Turn Envy into Strength – David Ludden’s view

David Ludden is a professor of psychology at Georgia Gwinnett College and the author of the book The Psychology of Language. As a psycholinguist, he’s interested in questions such as how the brain processes language, how we learn language, and how we use language to build and maintain social relationships. Recently, he has mostly been interested in the last question.


Feelings, in general, are not always easy to understand. What’s worse (or better?) is that we are specifically made to feel something, depending on the situation.
Now, every existing thing has two sides of the same coin; this principle is also applied to our emotions, no matter if they are usually considered good or bad. But today, we’ll see more in detail one feeling in particular: envy.
Let’s take a look.

How come you became that interested in a complex emotion such envy? Many people talk about it but only a few did a huge research like yours; what motivated you to focus on this specifically?

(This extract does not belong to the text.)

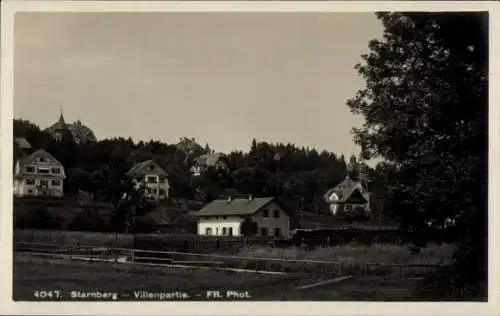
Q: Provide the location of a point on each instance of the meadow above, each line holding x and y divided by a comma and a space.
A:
65, 276
348, 259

Lately, I’ve been doing a lot of reading in the literature on communication in relationships. That’s when I came across new research on envy. Although it’s not specifically about communication, envy is a complex social emotion that can have a really big impact on our relationships. Like most psychologists, I’ve just assumed that envy is bad and should be controlled as much as possible. But after looking deeper into it, I’ve found that it can have a positive side as well. In hindsight, it makes sense. Human emotions are complicated, and they’re rarely all good or all bad.

Everyone had their own Brent, in a moment of life or another; it’s known that he/she did nothing wrong, that they got what we first wanted for having more skill. Then why do we still get angry with this person? What drives us to make negative thoughts other than envy, anger and frustration?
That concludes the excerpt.